No pretty pictures from the day. This is a photo from 2013, 3 houses ago.
But one night sleeping without coverings on the double doors, and new window treatments are on the way.
I spent the day ironing. Lots and lots of ironing.
But, all the windows have their new treatments. I am happy.
And, all of a sudden, I am re-invested in my house.
And maybe hyped up a little bit that I actually have an interest in (and have completed) a project.
I am so very, relieved to love my house again. It’s been quite a long time.
Today, I feel like I’ve been a good wife and mother.
I worked my tail off today, no joke. I didn’t sit down much.
And, while I was ironing window treatments, I also finished laundry day.
Laundry day doesn’t have to be one day, as Dana from A Slob Comes Clean says. And she’s right.
In our case, laundry day actually wasn’t that bad. It started half-heartedly on Monday since I didn’t think of it until halfway through the morning and only worked on it a little bit (I always like to have laundry day be Monday) and it will end about 10:30 PM tonight, when the last load finishes in the dryer and I am able to get everything put away.
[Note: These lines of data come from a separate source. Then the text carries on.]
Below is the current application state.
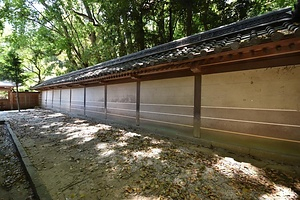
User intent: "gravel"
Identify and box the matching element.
[0,109,300,200]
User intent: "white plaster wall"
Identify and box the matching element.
[141,77,194,126]
[107,83,136,119]
[202,66,300,141]
[53,90,60,109]
[41,91,47,108]
[46,90,53,108]
[86,86,105,118]
[71,88,84,115]
[60,89,70,112]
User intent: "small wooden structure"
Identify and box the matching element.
[35,8,300,161]
[0,81,15,110]
[0,81,40,111]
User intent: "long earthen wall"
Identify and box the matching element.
[42,66,300,160]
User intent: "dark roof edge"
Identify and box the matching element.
[32,7,292,89]
[91,7,292,69]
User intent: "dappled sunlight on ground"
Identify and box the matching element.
[2,110,300,200]
[259,184,299,200]
[214,157,260,179]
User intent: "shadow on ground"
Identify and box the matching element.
[1,109,300,199]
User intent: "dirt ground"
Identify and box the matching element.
[0,125,34,200]
[0,109,300,200]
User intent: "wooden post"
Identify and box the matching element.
[83,87,86,116]
[69,88,72,112]
[104,85,107,119]
[45,90,48,108]
[8,90,14,110]
[193,73,202,138]
[59,89,62,111]
[52,90,54,108]
[136,80,141,126]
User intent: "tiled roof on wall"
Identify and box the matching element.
[34,8,300,89]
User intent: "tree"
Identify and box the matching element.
[0,0,295,88]
[0,50,26,112]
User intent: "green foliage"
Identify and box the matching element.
[0,50,27,85]
[0,0,295,88]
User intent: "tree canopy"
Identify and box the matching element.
[0,0,296,89]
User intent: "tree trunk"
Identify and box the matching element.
[169,1,174,42]
[16,83,21,112]
[186,1,193,36]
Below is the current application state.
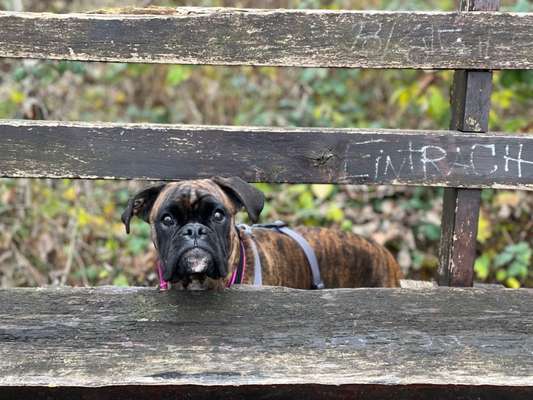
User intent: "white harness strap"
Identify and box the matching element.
[237,221,325,289]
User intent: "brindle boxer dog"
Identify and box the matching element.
[122,177,400,289]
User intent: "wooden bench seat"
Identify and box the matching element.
[0,287,533,399]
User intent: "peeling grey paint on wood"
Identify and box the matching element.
[0,288,533,393]
[0,120,533,190]
[0,8,533,69]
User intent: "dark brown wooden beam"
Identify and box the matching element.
[0,120,533,190]
[0,8,533,69]
[0,288,533,399]
[439,0,499,286]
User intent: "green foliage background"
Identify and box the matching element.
[0,0,533,287]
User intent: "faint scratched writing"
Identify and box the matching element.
[348,20,500,62]
[342,139,533,181]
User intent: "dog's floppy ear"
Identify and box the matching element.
[121,185,165,233]
[211,176,265,222]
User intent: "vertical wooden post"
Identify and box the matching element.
[438,0,500,286]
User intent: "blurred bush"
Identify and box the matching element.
[0,0,533,287]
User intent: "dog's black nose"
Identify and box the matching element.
[182,223,207,239]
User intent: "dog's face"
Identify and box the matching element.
[122,177,264,287]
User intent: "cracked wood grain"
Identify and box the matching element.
[0,7,533,69]
[438,0,499,286]
[0,120,533,190]
[0,287,533,398]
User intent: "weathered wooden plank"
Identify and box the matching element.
[0,8,533,69]
[0,120,533,190]
[438,0,499,286]
[0,288,533,398]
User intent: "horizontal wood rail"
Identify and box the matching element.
[0,8,533,69]
[0,120,533,190]
[0,288,533,399]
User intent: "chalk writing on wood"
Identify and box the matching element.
[341,139,533,182]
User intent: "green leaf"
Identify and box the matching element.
[496,269,507,282]
[167,65,192,86]
[505,277,521,289]
[507,261,527,278]
[494,248,514,268]
[298,192,315,209]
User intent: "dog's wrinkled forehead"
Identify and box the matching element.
[150,179,237,221]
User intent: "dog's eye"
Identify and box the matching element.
[161,214,176,226]
[213,210,225,222]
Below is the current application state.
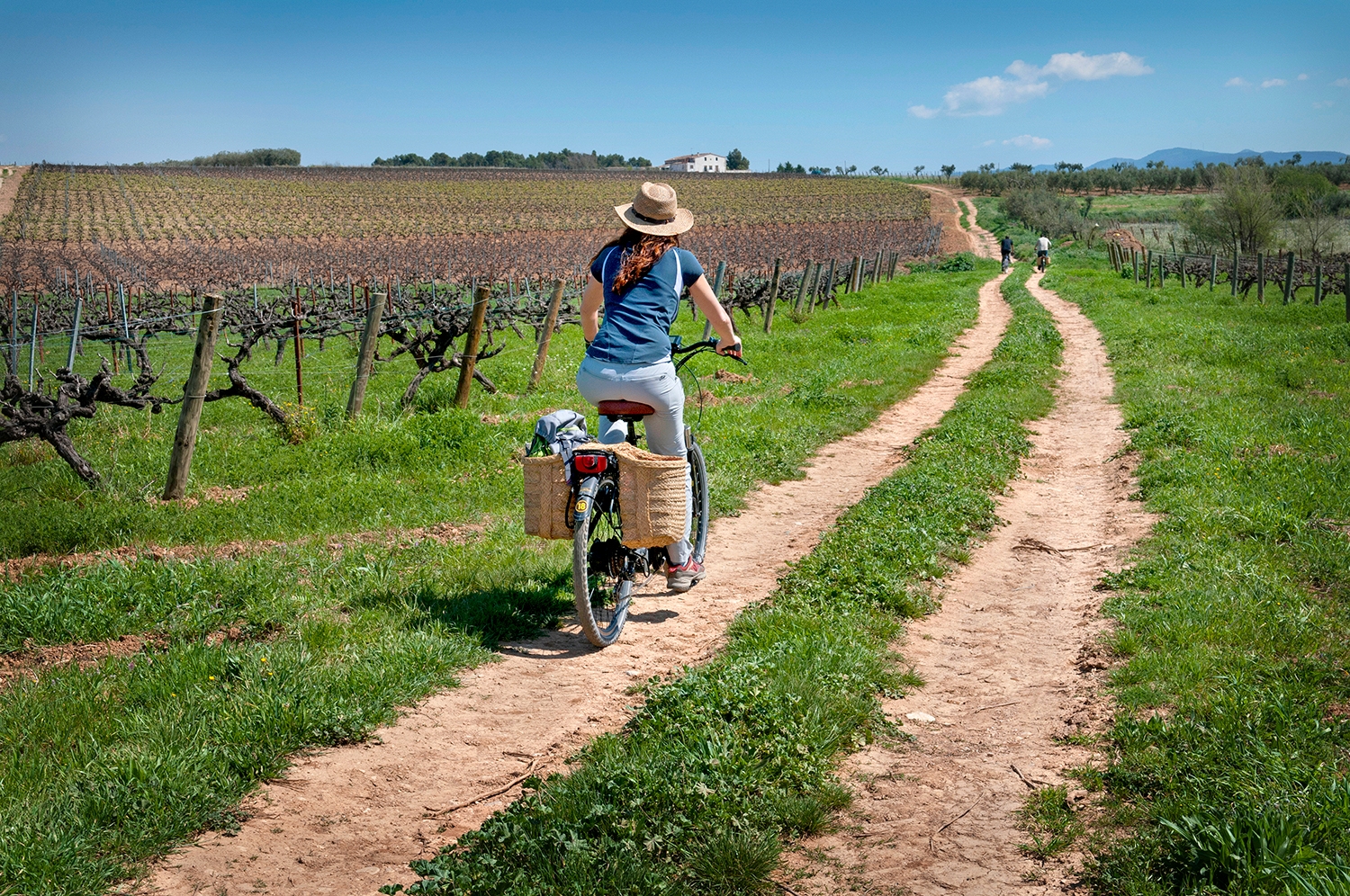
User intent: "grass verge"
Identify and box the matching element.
[1042,255,1350,896]
[382,270,1060,893]
[0,264,994,895]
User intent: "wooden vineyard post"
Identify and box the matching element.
[793,262,812,313]
[526,277,564,391]
[67,293,84,372]
[764,258,783,334]
[29,297,38,391]
[164,294,224,501]
[118,283,135,372]
[291,289,305,408]
[10,286,19,380]
[347,293,386,420]
[696,261,726,339]
[455,286,491,409]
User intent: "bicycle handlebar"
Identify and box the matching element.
[671,336,750,369]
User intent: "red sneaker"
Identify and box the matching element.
[666,556,707,594]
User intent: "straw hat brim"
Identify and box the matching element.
[615,202,694,237]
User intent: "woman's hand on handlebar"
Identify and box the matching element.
[717,336,742,359]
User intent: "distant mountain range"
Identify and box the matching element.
[1085,146,1346,170]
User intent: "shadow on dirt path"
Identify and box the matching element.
[793,274,1153,896]
[138,277,1012,896]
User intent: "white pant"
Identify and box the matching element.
[577,355,694,566]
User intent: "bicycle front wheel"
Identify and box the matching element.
[688,437,712,563]
[572,480,634,648]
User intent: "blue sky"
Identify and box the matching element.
[0,0,1350,170]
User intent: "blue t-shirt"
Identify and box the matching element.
[586,247,704,364]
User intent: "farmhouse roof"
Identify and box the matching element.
[664,153,724,165]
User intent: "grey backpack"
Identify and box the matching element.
[528,409,591,461]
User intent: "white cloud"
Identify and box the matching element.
[1004,134,1053,150]
[910,53,1153,119]
[942,75,1050,115]
[1041,53,1153,81]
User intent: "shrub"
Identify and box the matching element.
[1004,189,1083,237]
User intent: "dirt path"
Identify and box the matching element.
[915,184,999,258]
[140,278,1012,896]
[793,275,1152,896]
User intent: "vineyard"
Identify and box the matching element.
[0,165,933,293]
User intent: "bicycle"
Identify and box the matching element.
[572,336,745,648]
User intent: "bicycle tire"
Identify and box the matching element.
[572,482,634,648]
[688,437,712,563]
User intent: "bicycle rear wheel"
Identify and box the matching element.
[572,480,634,648]
[686,436,712,563]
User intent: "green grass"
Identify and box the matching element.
[383,264,1060,893]
[1045,254,1350,896]
[0,275,977,558]
[1080,193,1204,224]
[1017,785,1084,863]
[0,264,994,895]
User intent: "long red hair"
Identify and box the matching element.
[596,227,680,296]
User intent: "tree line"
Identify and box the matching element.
[132,148,300,167]
[988,157,1350,262]
[372,148,652,172]
[961,154,1350,196]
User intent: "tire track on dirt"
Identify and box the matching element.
[140,271,1012,896]
[915,184,999,258]
[794,274,1153,896]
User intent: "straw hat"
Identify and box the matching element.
[615,181,694,237]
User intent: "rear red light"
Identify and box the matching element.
[572,455,609,475]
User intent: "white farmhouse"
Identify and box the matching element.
[662,153,726,172]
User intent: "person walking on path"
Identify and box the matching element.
[577,183,742,591]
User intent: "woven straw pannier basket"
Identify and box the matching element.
[524,442,688,548]
[526,455,572,539]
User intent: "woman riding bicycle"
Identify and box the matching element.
[577,184,742,591]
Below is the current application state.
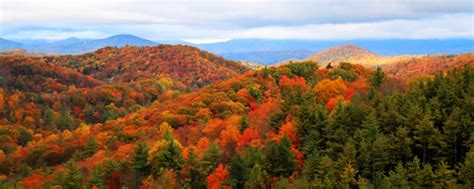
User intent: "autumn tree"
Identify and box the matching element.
[265,136,296,177]
[148,131,184,178]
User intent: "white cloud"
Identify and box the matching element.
[4,30,108,40]
[0,0,474,41]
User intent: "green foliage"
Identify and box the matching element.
[229,154,248,188]
[369,67,387,88]
[148,131,184,178]
[265,136,296,177]
[201,142,223,174]
[53,161,83,189]
[132,142,150,177]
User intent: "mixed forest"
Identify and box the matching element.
[0,45,474,189]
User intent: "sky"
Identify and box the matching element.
[0,0,474,43]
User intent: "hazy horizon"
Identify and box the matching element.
[0,0,474,43]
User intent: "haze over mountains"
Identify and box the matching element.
[0,34,474,65]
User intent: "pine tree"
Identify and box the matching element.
[57,105,75,131]
[229,154,248,188]
[413,116,441,163]
[201,142,222,175]
[54,161,83,189]
[384,162,410,188]
[148,130,184,178]
[132,142,150,185]
[434,161,457,188]
[369,67,387,88]
[265,136,296,177]
[88,165,106,189]
[244,164,268,189]
[459,147,474,188]
[185,149,207,189]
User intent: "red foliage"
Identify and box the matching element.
[19,173,46,189]
[280,75,308,89]
[207,163,230,189]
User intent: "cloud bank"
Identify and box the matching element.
[0,0,474,42]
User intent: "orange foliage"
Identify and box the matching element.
[19,173,46,189]
[237,128,261,148]
[276,116,298,144]
[280,75,308,89]
[207,163,230,189]
[313,79,347,102]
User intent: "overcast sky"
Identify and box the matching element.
[0,0,474,42]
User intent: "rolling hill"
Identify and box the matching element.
[383,53,474,78]
[305,44,421,67]
[0,38,23,50]
[46,45,249,88]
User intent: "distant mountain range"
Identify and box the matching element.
[305,44,424,67]
[0,34,474,65]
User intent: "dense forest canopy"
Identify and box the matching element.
[0,46,474,189]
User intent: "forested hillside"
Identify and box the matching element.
[48,45,248,88]
[383,53,474,78]
[0,49,474,189]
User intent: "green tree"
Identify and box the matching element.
[88,165,106,189]
[57,105,75,131]
[265,136,296,177]
[229,154,248,188]
[384,162,410,188]
[459,148,474,188]
[132,142,150,186]
[184,149,207,189]
[148,131,184,178]
[244,164,267,189]
[369,67,387,88]
[201,142,223,174]
[413,115,442,163]
[54,161,83,189]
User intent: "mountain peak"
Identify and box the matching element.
[306,44,377,64]
[106,34,146,40]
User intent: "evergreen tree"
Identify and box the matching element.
[413,115,442,163]
[88,165,106,189]
[369,67,387,88]
[148,130,184,178]
[54,161,83,189]
[265,136,296,177]
[434,161,457,188]
[185,149,206,189]
[384,162,410,188]
[57,105,75,131]
[201,142,222,174]
[244,164,268,189]
[229,154,248,188]
[132,142,150,186]
[459,147,474,188]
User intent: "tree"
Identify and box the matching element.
[185,148,206,189]
[369,67,387,88]
[148,131,184,178]
[132,142,150,181]
[265,136,296,177]
[296,103,328,155]
[413,115,442,163]
[244,164,267,189]
[88,165,106,189]
[384,162,410,188]
[54,161,83,189]
[57,105,75,131]
[459,147,474,188]
[434,161,457,188]
[75,134,100,160]
[207,163,229,189]
[201,142,222,173]
[229,154,248,188]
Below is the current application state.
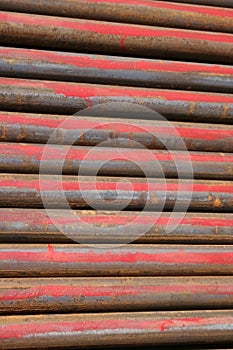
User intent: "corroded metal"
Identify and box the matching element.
[0,78,233,123]
[1,310,233,349]
[0,112,233,152]
[0,276,233,315]
[0,0,233,33]
[0,244,233,277]
[0,174,233,212]
[0,208,233,244]
[0,46,233,93]
[166,0,233,8]
[0,142,233,180]
[0,11,233,64]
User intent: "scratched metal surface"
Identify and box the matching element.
[0,11,233,64]
[0,46,233,93]
[0,112,233,152]
[0,77,233,124]
[0,208,233,244]
[0,142,233,180]
[0,174,233,212]
[0,244,233,277]
[163,0,233,8]
[0,276,233,315]
[1,310,233,349]
[0,0,233,33]
[0,0,233,350]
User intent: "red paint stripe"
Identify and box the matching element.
[0,47,233,77]
[0,210,233,227]
[78,0,233,18]
[0,315,233,339]
[0,244,233,269]
[0,11,233,43]
[0,178,233,195]
[0,143,233,165]
[0,78,233,104]
[0,113,233,141]
[0,282,233,301]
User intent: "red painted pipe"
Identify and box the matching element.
[0,174,233,212]
[0,310,233,349]
[0,78,233,123]
[0,46,233,93]
[0,244,233,277]
[0,143,233,180]
[0,11,233,64]
[0,276,233,315]
[0,112,233,152]
[0,208,233,244]
[0,0,233,33]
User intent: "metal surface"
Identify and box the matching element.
[165,0,233,8]
[0,78,233,123]
[1,310,233,349]
[0,112,233,152]
[0,0,233,33]
[0,142,233,180]
[0,276,233,314]
[0,208,233,244]
[0,46,233,93]
[0,244,233,277]
[0,11,233,64]
[0,174,233,212]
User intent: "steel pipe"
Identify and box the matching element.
[0,142,233,180]
[0,208,233,244]
[0,112,233,152]
[0,0,233,33]
[0,310,233,349]
[0,276,233,315]
[165,0,233,8]
[0,78,233,123]
[0,174,233,212]
[0,11,233,64]
[0,244,233,278]
[0,46,233,93]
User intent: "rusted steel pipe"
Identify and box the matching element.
[0,78,233,123]
[0,174,233,212]
[1,310,233,349]
[0,142,233,180]
[0,0,233,33]
[0,47,233,93]
[0,208,233,244]
[0,11,233,64]
[169,0,233,8]
[0,208,233,244]
[0,276,233,315]
[0,244,233,277]
[0,112,233,152]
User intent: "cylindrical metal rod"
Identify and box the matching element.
[0,142,233,180]
[0,276,233,314]
[0,11,233,64]
[0,47,233,93]
[0,112,233,152]
[0,78,233,123]
[0,310,233,349]
[0,174,233,212]
[0,208,233,244]
[165,0,233,8]
[0,244,233,277]
[0,0,233,33]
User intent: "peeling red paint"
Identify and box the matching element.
[0,245,233,266]
[0,77,233,103]
[0,316,233,339]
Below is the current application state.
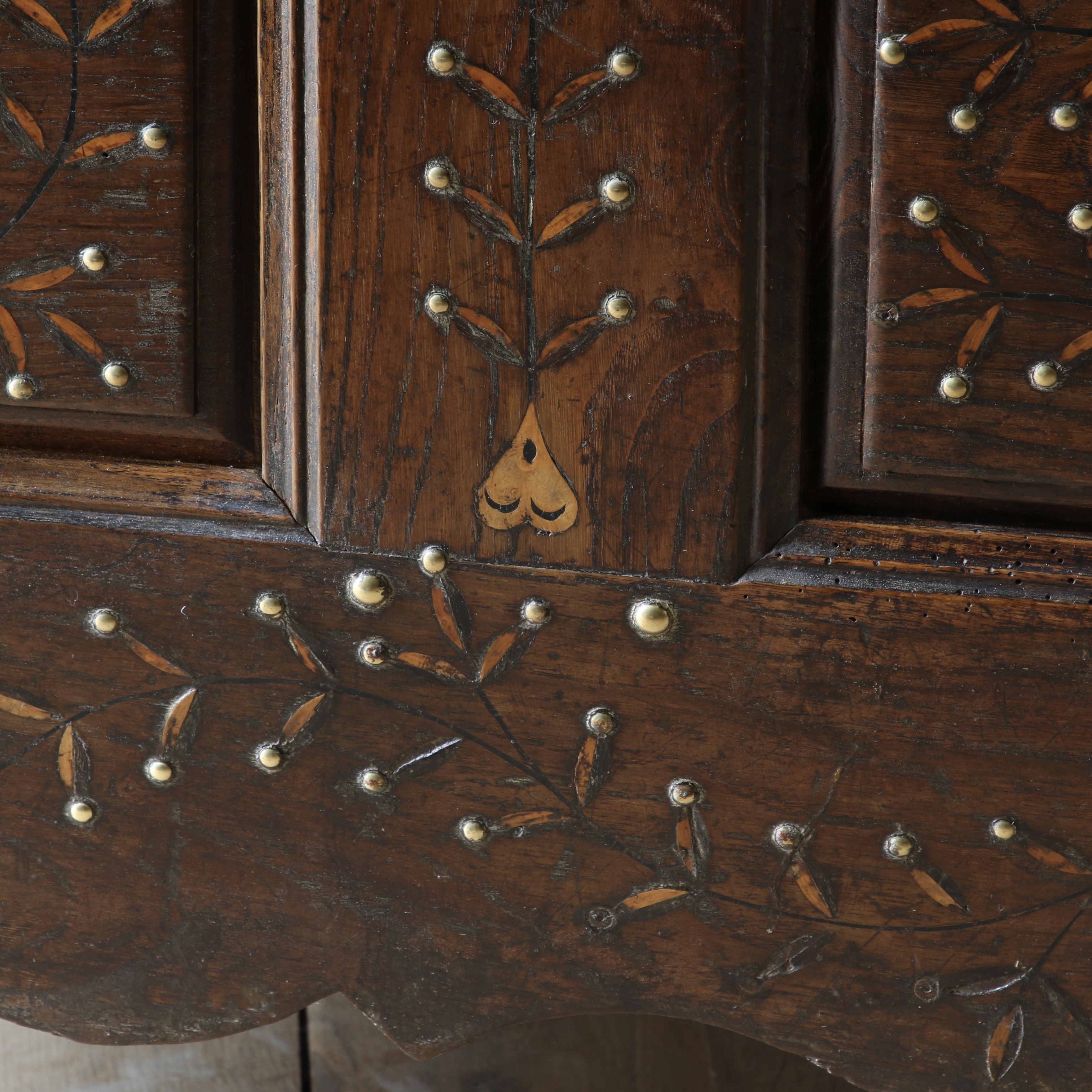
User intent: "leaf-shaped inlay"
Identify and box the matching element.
[543,68,614,122]
[451,307,523,368]
[42,311,106,367]
[0,307,26,371]
[456,64,527,121]
[121,630,189,678]
[64,133,137,163]
[0,694,54,721]
[0,265,75,292]
[477,402,577,534]
[3,95,46,152]
[755,932,834,982]
[160,687,198,755]
[986,1005,1023,1081]
[394,652,469,683]
[8,0,68,42]
[538,198,603,250]
[956,304,1002,371]
[433,572,471,652]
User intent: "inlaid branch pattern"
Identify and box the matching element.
[0,0,173,400]
[423,40,641,534]
[871,0,1092,404]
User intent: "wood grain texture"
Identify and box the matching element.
[0,521,1092,1092]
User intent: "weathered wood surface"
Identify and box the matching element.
[0,513,1092,1092]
And now I don’t have to think about clothes laundry for the rest of the week.
Sheets will be another thing: I should get all the sheets in the house cleaned sooner than later.
I think tomorrow will be another good run through the floors and putting the clutter in the primary bedroom away.
At some point in the next couple of weeks I have to get to Porter’s room finally.
I was listening to one of the many podcasts I listen to today and somebody said (I cannot remember which podcast) that the state of your home mirrors the state of your mind.
In my case, that’s probably 100% true. There’s lots of dust, and clutter, and dirty laundry and dirty floors in my head, too.
It was a good day. Oliver was inducted into the National Junior Beta Club, and we got to see the live broadcast of the CHS Trojan Band on the Gradick Sports Facebook page when we got home. They did such a great job, like they always do.
It’s harder for me to be charitable about Central, my alma mater. The inside jokes are tired and they are inside jokes from well after my time. It’s hard to feel like an outside as an alum from my own band. But it’s been the case for a decade or more.
I got to meet Oliver’s new girlfriend and family. They seem nice.
Yes, my 6th grader has a girlfriend. *sigh* We managed to skip these things with the big boys, and are still so far even. It’s not even Oliver’s first girlfriend.
I have tried, however, to encourage all of my children to not get into serious relationships until well after high school. I speak from experience on how that can go really, really, really awfully bad. Most of you probably know that story and if you don’t I think I made another post about it here somewhere.
At any rate, I will go to bed tired tonight. And I desperately hope I wake up in such a state that I can do it all over again tomorrow.